Today’s historical reality is quite different from the 1970s, but the essence of Friedman’s objection to CSR hasn’t changed. It’s that you and I get to be who we are by going out into the world and making something of ourselves. When our ability to do that gets smothered beneath social responsibility requirements, we may help others (or possibly not) but no matter what, we sacrifice ourselves because we’ve lost the freedom to go and do what we choose.
The final major argument against corporate social responsibility in its various forms is that the best way for most corporations to be socially responsible is to contribute to the community by doing what they do best: excelling in economic terms. When corporations are making profits, the money isn’t just disappearing or piling up in the pockets of the greedy super-rich (though some does go there), most of it gets sent back into the economy and everyone benefits. Jobs are created, and those that already exist get some added security. With employment options opening, workers find more opportunities to change and move up: more successful corporations mean more freedom for workers.
Further, corporations don’t get to be successful through luck, but by delivering goods and services to consumers at attractive prices. Corporate success, that means, should indicate that consumers are doing well. Their quality of life improves as their consumer products improve, and those products improve best and fastest when corporations are competing against each other as freely as possible.
What about the public welfare in the most general sense, the construction of parks and schools and similar?
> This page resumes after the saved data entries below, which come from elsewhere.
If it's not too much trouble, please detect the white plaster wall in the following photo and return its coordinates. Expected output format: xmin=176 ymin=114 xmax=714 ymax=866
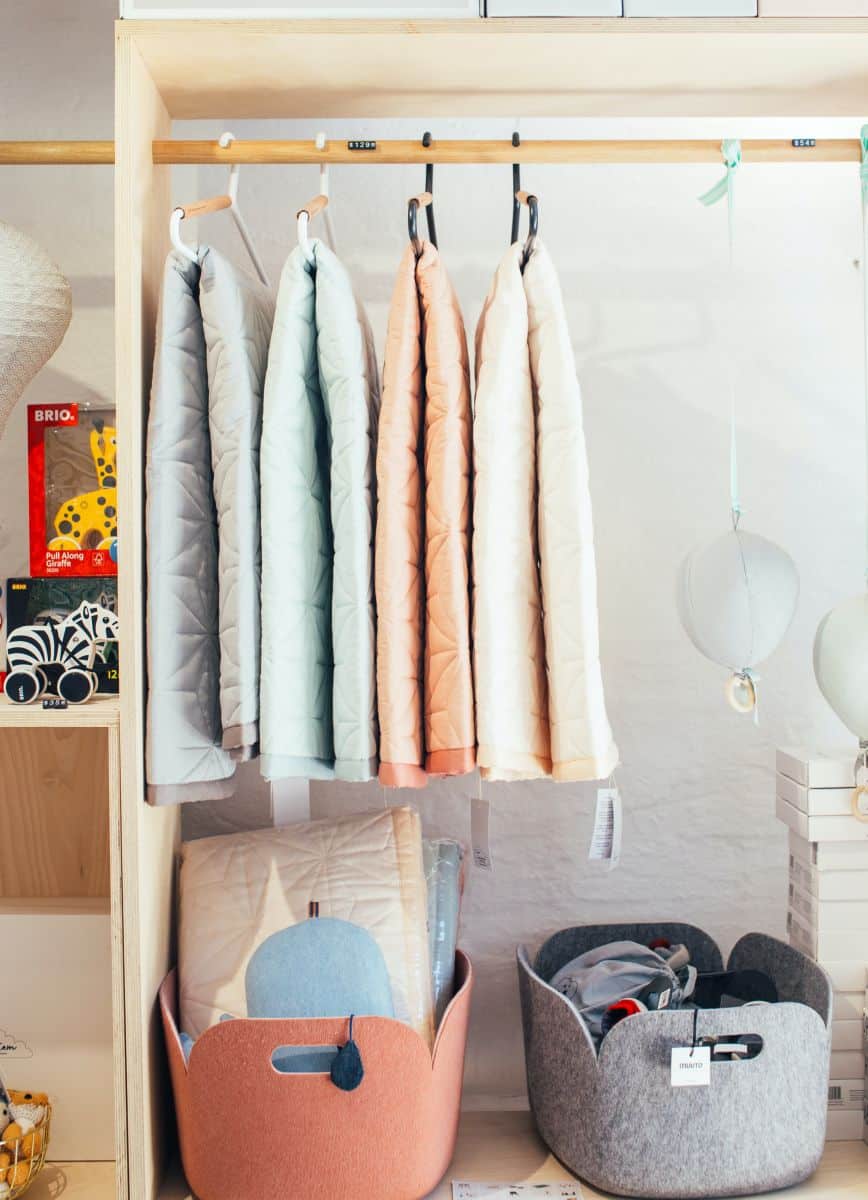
xmin=178 ymin=115 xmax=865 ymax=1104
xmin=2 ymin=4 xmax=865 ymax=1107
xmin=0 ymin=1 xmax=116 ymax=579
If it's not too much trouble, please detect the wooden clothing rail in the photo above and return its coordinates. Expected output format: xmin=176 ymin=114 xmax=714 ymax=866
xmin=0 ymin=138 xmax=863 ymax=166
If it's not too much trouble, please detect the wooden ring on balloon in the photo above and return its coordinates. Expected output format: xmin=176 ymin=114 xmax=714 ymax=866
xmin=852 ymin=786 xmax=868 ymax=823
xmin=725 ymin=672 xmax=756 ymax=714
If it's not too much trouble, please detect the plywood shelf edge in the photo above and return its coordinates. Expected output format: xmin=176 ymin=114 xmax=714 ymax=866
xmin=116 ymin=15 xmax=868 ymax=120
xmin=156 ymin=1112 xmax=868 ymax=1199
xmin=0 ymin=696 xmax=120 ymax=729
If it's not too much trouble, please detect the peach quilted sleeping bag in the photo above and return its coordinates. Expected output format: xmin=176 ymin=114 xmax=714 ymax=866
xmin=376 ymin=244 xmax=475 ymax=788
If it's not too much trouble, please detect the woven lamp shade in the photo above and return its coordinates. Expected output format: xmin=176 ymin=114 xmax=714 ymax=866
xmin=0 ymin=222 xmax=72 ymax=439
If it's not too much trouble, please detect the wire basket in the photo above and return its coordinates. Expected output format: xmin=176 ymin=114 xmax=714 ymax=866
xmin=0 ymin=1104 xmax=51 ymax=1199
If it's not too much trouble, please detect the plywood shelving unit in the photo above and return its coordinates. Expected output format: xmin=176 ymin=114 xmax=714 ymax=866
xmin=0 ymin=699 xmax=124 ymax=1192
xmin=114 ymin=16 xmax=868 ymax=1200
xmin=0 ymin=694 xmax=121 ymax=729
xmin=158 ymin=1113 xmax=868 ymax=1199
xmin=25 ymin=1160 xmax=117 ymax=1200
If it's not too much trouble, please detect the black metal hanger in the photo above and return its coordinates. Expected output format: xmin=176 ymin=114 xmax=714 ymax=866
xmin=423 ymin=131 xmax=437 ymax=247
xmin=511 ymin=131 xmax=522 ymax=246
xmin=408 ymin=131 xmax=437 ymax=256
xmin=511 ymin=131 xmax=539 ymax=269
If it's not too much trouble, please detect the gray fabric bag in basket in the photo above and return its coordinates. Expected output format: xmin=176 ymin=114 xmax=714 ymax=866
xmin=517 ymin=922 xmax=832 ymax=1199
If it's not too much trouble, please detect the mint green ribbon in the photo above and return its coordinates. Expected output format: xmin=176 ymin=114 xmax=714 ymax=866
xmin=862 ymin=127 xmax=868 ymax=585
xmin=698 ymin=138 xmax=742 ymax=209
xmin=700 ymin=140 xmax=744 ymax=528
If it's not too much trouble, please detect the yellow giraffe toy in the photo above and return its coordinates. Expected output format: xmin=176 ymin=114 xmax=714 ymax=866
xmin=48 ymin=419 xmax=118 ymax=551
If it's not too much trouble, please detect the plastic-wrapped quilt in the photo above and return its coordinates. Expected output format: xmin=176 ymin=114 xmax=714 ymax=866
xmin=376 ymin=243 xmax=475 ymax=788
xmin=146 ymin=248 xmax=273 ymax=804
xmin=260 ymin=240 xmax=379 ymax=782
xmin=423 ymin=838 xmax=465 ymax=1026
xmin=474 ymin=242 xmax=618 ymax=782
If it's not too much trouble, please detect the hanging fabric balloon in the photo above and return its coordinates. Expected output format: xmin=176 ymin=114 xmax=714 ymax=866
xmin=677 ymin=140 xmax=800 ymax=715
xmin=813 ymin=127 xmax=868 ymax=756
xmin=677 ymin=529 xmax=799 ymax=713
xmin=0 ymin=222 xmax=72 ymax=442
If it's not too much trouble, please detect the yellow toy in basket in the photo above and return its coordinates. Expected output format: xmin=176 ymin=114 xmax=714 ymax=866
xmin=0 ymin=1081 xmax=51 ymax=1200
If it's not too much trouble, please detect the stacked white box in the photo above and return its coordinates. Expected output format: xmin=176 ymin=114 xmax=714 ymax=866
xmin=776 ymin=747 xmax=868 ymax=1142
xmin=864 ymin=977 xmax=868 ymax=1146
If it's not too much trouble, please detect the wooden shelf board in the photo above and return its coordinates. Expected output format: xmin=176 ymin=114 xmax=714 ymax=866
xmin=120 ymin=17 xmax=868 ymax=120
xmin=28 ymin=1161 xmax=116 ymax=1200
xmin=158 ymin=1110 xmax=868 ymax=1198
xmin=0 ymin=695 xmax=120 ymax=730
xmin=0 ymin=896 xmax=111 ymax=915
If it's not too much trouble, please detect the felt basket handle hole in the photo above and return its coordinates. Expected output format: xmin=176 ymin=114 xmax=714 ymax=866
xmin=270 ymin=1045 xmax=339 ymax=1075
xmin=710 ymin=1034 xmax=764 ymax=1062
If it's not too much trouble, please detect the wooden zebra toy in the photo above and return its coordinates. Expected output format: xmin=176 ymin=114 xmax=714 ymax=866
xmin=4 ymin=601 xmax=119 ymax=705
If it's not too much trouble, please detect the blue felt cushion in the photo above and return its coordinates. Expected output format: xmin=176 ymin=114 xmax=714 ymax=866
xmin=246 ymin=916 xmax=395 ymax=1020
xmin=246 ymin=916 xmax=395 ymax=1075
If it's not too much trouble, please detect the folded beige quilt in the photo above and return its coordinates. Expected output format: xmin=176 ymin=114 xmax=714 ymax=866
xmin=179 ymin=806 xmax=435 ymax=1046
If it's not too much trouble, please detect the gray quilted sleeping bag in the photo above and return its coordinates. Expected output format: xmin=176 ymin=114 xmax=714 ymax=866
xmin=260 ymin=239 xmax=379 ymax=781
xmin=146 ymin=248 xmax=274 ymax=805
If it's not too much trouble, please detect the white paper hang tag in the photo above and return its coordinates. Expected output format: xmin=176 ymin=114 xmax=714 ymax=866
xmin=470 ymin=785 xmax=493 ymax=872
xmin=453 ymin=1185 xmax=583 ymax=1199
xmin=671 ymin=1045 xmax=711 ymax=1088
xmin=589 ymin=787 xmax=622 ymax=870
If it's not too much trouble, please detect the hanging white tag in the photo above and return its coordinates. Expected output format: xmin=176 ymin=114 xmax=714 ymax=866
xmin=470 ymin=788 xmax=493 ymax=872
xmin=671 ymin=1046 xmax=711 ymax=1088
xmin=589 ymin=787 xmax=621 ymax=870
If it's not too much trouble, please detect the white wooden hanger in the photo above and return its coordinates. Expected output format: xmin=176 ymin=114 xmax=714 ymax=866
xmin=169 ymin=131 xmax=270 ymax=287
xmin=297 ymin=132 xmax=335 ymax=266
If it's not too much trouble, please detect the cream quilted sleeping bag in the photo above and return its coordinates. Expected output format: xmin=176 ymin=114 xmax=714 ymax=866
xmin=474 ymin=242 xmax=618 ymax=782
xmin=376 ymin=243 xmax=475 ymax=788
xmin=178 ymin=806 xmax=435 ymax=1047
xmin=146 ymin=249 xmax=273 ymax=804
xmin=260 ymin=240 xmax=379 ymax=782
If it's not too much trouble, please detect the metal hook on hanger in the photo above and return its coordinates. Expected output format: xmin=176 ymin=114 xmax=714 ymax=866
xmin=511 ymin=131 xmax=522 ymax=246
xmin=422 ymin=131 xmax=437 ymax=248
xmin=408 ymin=191 xmax=433 ymax=258
xmin=408 ymin=132 xmax=437 ymax=257
xmin=297 ymin=133 xmax=330 ymax=266
xmin=516 ymin=189 xmax=539 ymax=270
xmin=169 ymin=131 xmax=270 ymax=287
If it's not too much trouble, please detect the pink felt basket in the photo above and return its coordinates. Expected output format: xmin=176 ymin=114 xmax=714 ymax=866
xmin=160 ymin=951 xmax=473 ymax=1200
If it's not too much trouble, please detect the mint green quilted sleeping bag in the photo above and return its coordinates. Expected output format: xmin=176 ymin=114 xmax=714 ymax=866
xmin=260 ymin=240 xmax=379 ymax=781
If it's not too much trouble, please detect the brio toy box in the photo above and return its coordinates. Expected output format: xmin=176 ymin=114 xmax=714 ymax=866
xmin=28 ymin=403 xmax=118 ymax=577
xmin=1 ymin=577 xmax=119 ymax=695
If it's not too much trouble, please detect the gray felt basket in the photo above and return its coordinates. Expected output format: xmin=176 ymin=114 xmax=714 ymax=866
xmin=517 ymin=923 xmax=832 ymax=1199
Here too corporations do the best for everyone by concentrating on their own bottom line. More hiring, sales and profits all also mean more tax revenue flowing to the government. And since elected governmental entities are those organizations best equipped to do public good, the most a corporation can hope for with respect to general social welfare is to succeed, and thereby generate tax revenues for experts (or, at least democratically elected officials) to divide up wisely.
The term marketplace responsibility, finally, names the economic and social (and political) view emerging from Friedman’s arguments. The title doesn’t mean ethical responsibility in the marketplace so much as it does the specific conception of ethical responsibility that the open marketplace produces. It has two aspects. First, the notion of corporate social responsibility is misguided and dangerous, and, second, the corporate purpose of profit maximization serves the social welfare while cohering with the value of human freedom that should be paramount in business ethics.